檜山管内3年度教育推進の重点 地域・学校 協働し取組 近藤局長 手腕発揮に期待(道・道教委 2021-04-23付)
35人が出席した
【函館発】檜山教育局は15日、江差町文化会館で管内公立学校長合同会議を開いた。管内の小・中学校、高校、特別支援学校の校長35人が出席。近藤史郎局長が令和3年度の管内教育推進の重点を説明し、オール檜山で取り組む13の重点を示した。新たに、地域と学校が連携・協働した取組の充実を設定したほか、1人1台端末の効果的な活用や働き方改革の効果的な取組などを掲げた。近藤局長は「保護者や地域住民の理解と協力を得て、地域に根ざした学校づくりに手腕を発揮してほしい」と呼びかけた。教育推進の重点はつぎのとおり。

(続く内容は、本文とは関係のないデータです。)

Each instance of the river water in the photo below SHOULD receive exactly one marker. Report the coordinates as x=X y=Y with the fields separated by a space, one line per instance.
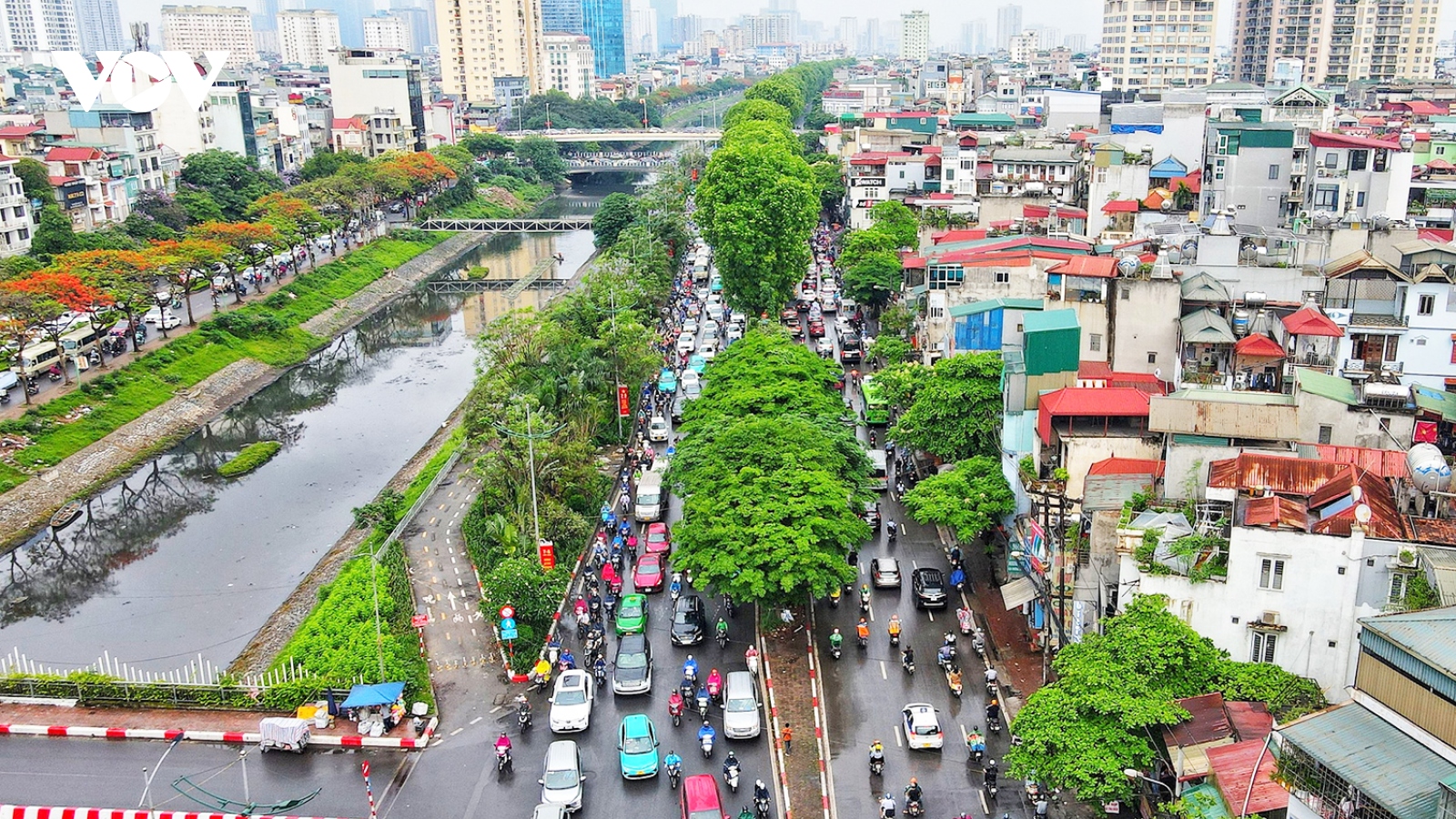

▼重点1 主体的・対話的で深い学びを実現する授業の一層の充実
管内においては、これまでの全国学力・学習状況調査で全国平均を上回る年度もあり、すべての子どもが確かな学力を身に付ける取組が着実に推進されている。
前年度は特に、主体的・対話的で深い学びの実現に向けた研修に取り組んでいただいたが、本年度は、その研修の成果を授業に生かしていただきたいと考えている。
そのため、管理職による授業参観や、オール檜山“学び合い”プロジェクトへの参加など、主体的・対話的で深い学びの実現に向け取り組んでほしい。
▼重点2 身に付けたい資質・能力を育むカリキュラム・マネジメントの充実
管内においては、全国学力・学習状況調査、ほっかいどうチャレンジテスト等各種調査の結果の分析によって、子どもたちの学力や学習状況を把握するとともに、授業評価を学期1回以上実施するなどの取組が推進されている。
一方、各種調査結果の分析によって、明確になった課題についての改善策の検討が十分とは言えず、組織的に教育課程や授業の改善につなげる取組を進めることが必要である。
そのため、各種調査結果を踏まえた成果や課題等に対する組織的な要因分析など、身に付けたい資質・能力を育むカリキュラム・マネジメントの充実に向けて取り組んでほしい。
▼重点3 スタートカリキュラムの内容の充実に向けた幼児教育施設と小学校間との連携強化
管内においては、すべての小学校でスタートカリキュラムが幼児教育施設との合同で作成され、また、幼小間の授業参観も実施されるなど、幼小間の円滑な接続に向けた取組が実施されているが、前年度は、新型コロナウイルス感染症対策のため、幼小合同での研修会を実施することが多くの町でかなわなかった。
そのため、本年度は、教育課程の編成なども含め、幼児教育施設と小学校との連携強化を図ってほしい。
▼重点4 バランスの取れた英語力の育成
管内においては、小学校の外国語活動等で中学校教員が乗り入れ、より専門的な授業が展開されているとともに、小・中・高校英語教育支援事業によって小・中学校および高校10年間の系統的な英語教育の指導体制を整備するなどの取組が推進されている。
しかし、前年度は、新型コロナウイルス感染症対策のため、英語deトライ、Englishトライアルなどの活動や英会話を取り入れた授業を行うことが難しい状況にあった。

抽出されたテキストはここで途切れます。